The local utility decided to change the pole mounted transformer that feeds my house and two neighbors to the East. They didn’t give any notice or anything, they just cut the power. So the new edition of the IEEE controls systems magazine came in the mail today and I spent some time looking through it while I was waiting. A column called 25 years ago discusses the difficulty of testing systems for all contingencies and highlights some of the issues that were encountered on the Voyager One spacecraft.
Voyager One encountered problems immediately after entering orbit. The main issue had to do with navigation, but a secondary issue was caused by the software trying to correct for the navigation issue and prevented a fix from being uploaded immediately. They were eventually able to upload a software patch and correct the issue, but it sounds like the integrity of spacecraft and mission success were in question for a while. From the article:
This was a program that had been very carefully done by probably some of the very best people in the world. They had exercised it and worked on it, but that particular real circumstance was not quite right in the model, and the software had a loop in it that no one had ever thought of.
This immediately brought to mind Air France 447. We may never know exactly what happened, but I think it is safe to say that some unforseeable, untestable sequence of events came together at the wrong time.

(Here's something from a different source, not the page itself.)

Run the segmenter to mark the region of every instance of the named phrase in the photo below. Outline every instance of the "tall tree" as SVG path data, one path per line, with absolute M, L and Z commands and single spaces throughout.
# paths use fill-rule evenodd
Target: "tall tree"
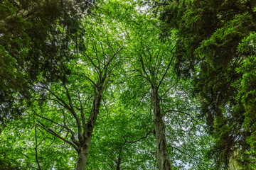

Software is great, it is so flexible that you can make it do anything you need it to. The drawback to that flexibility is a complexity that is hard to comprehend. For example, a small piece of software may be around 100,000 lines of code. The number of potential execution paths through those 100,000 lines of code is on the order of exponential. This is the reason that you can only really test an application to be correct according to the requirements. It is just not possible to completely test every state and execution path of an application of any appreciable size.